RPN Calculator in PostScript

At first sight, implementing an RPN calculator in PostScript should be very straightforward. Expressions in PostScript are themselves RPN, and strings can be evaluated as programs. What can be simpler than reading lines and directly evaluating each one? In reality, however, we have to parse the input and ensure that it is syntactically correct. Besides, +, -, *, and / are expressed as add, sub, mul, and div in PostScript, so the corresponding substitutions must be made in the text before evaluating it. Unfortunately, text manipulation is only barely supported in PostScript; in particular, there is no direct means to split a string into non-blank tokens. Moreover, it is impossible to read entire lines of unbound length. All this means that, despite the apparent structural similarity between the RPN expressions and the implementation language, our original expectation for a very short solution of the problem cannot be satisfied.

The rpn procedure reads characters one at a time and places them on the data stack until an end-of-line character (10) is found.
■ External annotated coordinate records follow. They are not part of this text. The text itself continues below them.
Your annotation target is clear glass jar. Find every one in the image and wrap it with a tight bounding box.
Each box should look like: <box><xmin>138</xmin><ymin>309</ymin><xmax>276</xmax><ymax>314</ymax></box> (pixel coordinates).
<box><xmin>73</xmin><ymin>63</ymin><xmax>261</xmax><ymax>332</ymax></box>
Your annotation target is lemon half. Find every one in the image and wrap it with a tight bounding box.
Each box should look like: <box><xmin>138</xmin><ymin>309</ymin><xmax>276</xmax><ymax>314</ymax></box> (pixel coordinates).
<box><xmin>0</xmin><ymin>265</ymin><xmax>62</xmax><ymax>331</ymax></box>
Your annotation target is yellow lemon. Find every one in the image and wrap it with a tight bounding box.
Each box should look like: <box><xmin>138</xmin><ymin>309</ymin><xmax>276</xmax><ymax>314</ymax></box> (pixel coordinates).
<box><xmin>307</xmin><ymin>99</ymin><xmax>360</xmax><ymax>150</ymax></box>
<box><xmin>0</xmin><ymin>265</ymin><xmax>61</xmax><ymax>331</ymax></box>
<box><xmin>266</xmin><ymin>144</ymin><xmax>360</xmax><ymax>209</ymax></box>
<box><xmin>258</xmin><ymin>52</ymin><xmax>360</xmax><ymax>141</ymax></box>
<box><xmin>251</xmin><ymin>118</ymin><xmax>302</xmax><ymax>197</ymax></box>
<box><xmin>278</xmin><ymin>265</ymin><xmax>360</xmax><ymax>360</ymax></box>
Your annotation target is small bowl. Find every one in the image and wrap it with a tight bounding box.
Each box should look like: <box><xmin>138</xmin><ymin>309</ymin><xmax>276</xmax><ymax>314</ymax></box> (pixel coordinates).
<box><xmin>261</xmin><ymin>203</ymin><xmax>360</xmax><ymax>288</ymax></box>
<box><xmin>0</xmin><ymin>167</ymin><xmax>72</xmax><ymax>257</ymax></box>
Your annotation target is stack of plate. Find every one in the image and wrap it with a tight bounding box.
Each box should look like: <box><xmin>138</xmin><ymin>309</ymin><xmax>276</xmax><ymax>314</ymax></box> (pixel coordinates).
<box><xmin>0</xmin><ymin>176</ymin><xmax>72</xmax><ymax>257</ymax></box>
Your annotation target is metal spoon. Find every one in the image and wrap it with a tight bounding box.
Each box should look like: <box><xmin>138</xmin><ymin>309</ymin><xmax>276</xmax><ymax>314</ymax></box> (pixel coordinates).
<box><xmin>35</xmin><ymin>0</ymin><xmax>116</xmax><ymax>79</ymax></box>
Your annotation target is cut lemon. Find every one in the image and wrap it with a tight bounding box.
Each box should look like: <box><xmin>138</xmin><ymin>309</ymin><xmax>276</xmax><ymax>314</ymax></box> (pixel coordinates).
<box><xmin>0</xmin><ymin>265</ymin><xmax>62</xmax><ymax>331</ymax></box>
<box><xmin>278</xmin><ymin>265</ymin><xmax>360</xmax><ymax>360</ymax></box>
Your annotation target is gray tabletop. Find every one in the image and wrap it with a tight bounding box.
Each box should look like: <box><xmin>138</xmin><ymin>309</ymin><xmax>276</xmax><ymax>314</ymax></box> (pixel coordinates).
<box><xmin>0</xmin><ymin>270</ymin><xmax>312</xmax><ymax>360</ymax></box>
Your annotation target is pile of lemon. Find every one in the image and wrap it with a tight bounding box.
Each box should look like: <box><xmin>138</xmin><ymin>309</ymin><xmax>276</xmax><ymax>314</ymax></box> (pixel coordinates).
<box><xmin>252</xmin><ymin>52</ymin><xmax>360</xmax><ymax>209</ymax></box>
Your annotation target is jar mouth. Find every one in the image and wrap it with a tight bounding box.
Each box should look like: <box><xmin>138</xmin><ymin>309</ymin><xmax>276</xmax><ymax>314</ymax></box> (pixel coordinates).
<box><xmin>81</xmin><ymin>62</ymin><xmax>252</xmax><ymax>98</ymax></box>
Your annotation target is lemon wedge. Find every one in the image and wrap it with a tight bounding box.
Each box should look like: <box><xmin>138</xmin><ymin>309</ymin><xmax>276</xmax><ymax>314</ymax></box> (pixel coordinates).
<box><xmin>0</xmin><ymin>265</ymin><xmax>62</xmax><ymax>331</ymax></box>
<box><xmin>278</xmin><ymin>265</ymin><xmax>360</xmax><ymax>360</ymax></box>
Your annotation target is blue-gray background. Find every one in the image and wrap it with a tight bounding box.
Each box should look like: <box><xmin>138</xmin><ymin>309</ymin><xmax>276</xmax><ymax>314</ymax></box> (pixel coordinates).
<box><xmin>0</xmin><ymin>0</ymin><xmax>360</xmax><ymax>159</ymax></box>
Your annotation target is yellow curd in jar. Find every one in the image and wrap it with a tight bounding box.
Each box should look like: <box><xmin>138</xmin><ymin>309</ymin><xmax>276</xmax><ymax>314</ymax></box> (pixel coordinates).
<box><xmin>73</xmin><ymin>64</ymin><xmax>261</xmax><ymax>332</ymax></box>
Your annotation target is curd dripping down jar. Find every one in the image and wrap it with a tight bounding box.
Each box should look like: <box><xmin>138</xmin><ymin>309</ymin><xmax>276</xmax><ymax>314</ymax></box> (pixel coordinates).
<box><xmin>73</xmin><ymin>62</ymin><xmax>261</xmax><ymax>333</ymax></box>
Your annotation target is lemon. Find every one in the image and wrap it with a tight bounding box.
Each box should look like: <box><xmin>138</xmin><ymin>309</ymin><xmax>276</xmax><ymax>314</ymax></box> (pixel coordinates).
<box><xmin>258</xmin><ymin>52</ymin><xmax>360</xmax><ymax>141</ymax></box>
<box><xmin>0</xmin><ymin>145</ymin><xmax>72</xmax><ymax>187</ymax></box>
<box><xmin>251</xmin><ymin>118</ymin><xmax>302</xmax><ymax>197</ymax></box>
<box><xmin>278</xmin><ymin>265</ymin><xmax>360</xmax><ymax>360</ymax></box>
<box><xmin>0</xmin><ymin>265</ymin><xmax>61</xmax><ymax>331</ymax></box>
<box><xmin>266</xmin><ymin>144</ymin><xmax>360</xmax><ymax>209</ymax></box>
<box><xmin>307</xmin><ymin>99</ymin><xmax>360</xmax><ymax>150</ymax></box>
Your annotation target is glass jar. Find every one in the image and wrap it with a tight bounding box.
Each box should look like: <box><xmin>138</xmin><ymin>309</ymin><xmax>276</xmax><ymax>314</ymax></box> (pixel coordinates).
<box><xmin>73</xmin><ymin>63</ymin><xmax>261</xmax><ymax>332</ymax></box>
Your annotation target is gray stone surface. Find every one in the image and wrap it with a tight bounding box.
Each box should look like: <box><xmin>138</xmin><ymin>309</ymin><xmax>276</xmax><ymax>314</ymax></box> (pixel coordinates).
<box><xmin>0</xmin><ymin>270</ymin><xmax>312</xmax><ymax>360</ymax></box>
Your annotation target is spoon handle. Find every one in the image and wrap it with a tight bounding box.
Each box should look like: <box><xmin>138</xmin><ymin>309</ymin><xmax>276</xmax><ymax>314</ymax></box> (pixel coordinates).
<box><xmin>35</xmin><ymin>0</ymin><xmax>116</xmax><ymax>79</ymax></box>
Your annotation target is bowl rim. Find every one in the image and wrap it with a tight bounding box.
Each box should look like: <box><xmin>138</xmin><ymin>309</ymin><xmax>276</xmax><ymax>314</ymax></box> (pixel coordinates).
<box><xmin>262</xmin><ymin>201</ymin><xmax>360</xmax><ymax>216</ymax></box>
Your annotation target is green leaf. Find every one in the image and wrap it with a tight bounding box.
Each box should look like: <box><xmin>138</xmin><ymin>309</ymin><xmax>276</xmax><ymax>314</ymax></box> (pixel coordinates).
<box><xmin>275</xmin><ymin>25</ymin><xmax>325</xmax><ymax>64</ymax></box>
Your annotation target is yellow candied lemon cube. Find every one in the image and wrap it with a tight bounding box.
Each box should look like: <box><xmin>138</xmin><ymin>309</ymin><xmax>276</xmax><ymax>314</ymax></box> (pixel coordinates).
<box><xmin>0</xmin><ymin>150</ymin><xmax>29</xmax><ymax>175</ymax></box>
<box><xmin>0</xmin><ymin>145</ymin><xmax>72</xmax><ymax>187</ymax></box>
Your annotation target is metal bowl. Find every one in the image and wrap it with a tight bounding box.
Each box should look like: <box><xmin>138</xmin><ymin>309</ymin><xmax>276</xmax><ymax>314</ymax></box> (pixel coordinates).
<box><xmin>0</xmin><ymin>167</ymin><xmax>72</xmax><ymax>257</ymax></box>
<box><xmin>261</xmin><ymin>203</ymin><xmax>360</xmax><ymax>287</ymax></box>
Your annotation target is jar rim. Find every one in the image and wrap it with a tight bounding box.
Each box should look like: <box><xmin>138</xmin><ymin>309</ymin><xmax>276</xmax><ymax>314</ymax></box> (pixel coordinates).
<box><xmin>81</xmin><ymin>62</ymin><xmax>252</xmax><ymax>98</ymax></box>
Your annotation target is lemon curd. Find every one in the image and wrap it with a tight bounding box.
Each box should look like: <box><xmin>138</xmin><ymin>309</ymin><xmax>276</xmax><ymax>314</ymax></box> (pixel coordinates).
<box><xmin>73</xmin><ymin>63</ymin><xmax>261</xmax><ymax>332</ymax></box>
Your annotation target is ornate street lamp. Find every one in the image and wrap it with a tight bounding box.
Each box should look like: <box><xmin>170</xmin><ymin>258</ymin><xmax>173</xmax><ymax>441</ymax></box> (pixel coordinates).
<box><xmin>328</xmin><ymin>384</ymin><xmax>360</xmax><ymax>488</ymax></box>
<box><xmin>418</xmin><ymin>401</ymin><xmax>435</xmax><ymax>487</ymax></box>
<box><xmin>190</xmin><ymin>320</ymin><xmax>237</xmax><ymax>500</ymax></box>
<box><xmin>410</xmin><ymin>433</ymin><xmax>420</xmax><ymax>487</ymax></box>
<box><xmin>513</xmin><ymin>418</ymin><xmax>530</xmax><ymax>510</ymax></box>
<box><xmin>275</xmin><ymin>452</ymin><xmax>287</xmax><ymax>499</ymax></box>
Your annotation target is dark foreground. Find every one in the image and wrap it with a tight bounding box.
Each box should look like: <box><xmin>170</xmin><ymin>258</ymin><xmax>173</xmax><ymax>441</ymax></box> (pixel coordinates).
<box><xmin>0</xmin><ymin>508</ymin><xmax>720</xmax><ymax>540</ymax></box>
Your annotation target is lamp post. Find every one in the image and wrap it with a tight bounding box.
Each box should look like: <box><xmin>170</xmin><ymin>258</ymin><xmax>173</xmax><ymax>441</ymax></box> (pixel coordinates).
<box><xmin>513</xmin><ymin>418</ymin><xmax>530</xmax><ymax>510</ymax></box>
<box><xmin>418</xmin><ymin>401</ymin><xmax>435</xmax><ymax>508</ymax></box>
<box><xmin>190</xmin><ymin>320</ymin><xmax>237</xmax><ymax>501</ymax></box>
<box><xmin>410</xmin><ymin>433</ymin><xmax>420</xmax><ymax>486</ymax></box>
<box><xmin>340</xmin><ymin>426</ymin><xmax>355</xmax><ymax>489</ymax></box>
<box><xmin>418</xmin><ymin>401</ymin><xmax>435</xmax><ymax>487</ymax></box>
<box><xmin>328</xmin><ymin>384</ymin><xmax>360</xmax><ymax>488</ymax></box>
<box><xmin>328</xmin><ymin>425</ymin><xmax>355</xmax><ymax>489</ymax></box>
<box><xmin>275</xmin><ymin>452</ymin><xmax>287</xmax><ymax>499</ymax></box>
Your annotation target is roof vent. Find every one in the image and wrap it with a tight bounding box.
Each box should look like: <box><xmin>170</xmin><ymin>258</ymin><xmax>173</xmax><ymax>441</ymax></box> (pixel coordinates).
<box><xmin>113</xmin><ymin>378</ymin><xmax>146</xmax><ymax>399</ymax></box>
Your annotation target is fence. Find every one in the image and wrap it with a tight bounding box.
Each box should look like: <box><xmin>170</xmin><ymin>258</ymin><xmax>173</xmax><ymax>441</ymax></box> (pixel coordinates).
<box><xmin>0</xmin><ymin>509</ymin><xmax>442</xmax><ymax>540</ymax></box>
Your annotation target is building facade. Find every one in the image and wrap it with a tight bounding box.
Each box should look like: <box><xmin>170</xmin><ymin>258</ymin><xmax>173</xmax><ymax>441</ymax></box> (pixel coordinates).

Spaces (32) and tabs (9) are dropped, while series of non-blank characters are converted into tokens by calling mktoken. (As there is no character datatype in the language, all characters are represented as integers – their ASCII codes.)

The portion of the data stack that rpn controls consists of three parts. At the bottom is the series of tokens read so far from a line of input. Next follows a (currently unfinished) series of characters that will eventually comprise a new token. The token series and the character series are each preceded by a mark value ([), which makes it convenient to collect the latter kind of series into a string and the former into an array. At the very top are copies of the two most recently read characters. They are used to tell where a non-blank series starts or ends. On starting such a sequence, a mark value is put in front of it. When the series ends, it gets converted into a token and thus extends the sequence ot tokens.

When rpn sees an end-of-line character, it calls evalrpn to evaluate the RPN expression accumulated on the data stack as a sequence of tokens. The first thing evalrpn does is create an array of the tokens it finds. If that array is zero-length, the input line was apparently all-blank, and evalrpn returns an empty string: (). Otherwise, through the cvx operator, the array is converted into an executable object – a procedure – and thus executed. The execution takes place in the special context of a stopped operator, so that if there turns to be an error in it (which will happen when an arithmetic operation runs out of arguments), stopped will produce true on the top of the data stack. Also, we explicitly, by using stop, force it to do so when the computation leaves more than one value on the stack, meaning that there were insufficiently many operations in the RPN expression. Finally, evalrpn checks the outcome of the stopped operator, and either ‘returns’ (i.e., leaves on the data stack) the result of the computation or re-signals an error using another stop. In both cases, some clean-up is done on the stack.

evalrpn itself is executed within a stopped operator, so that rpn can check its outcome within if and, when an RPN expression computation ends in error, generate the string (error) to be output in place of a numeric result.

rpn then checks what is left at the top of the data stack. If it is non-integer and not an empty string, it must be either a real-type number that resulted from a computation, or an error message (a string), so it gets printed, using =. (flushing the buffer of the standard output is necessary, as otherwise the actual printing will be put off instead of taking place right at the moment.) Seeing an integer, which is really the value 32, means that, at that point, the expression is still incomplete (the currently read character was a space or a tab, both coded as 32 here), so nothing is to be output and reading the current line continues.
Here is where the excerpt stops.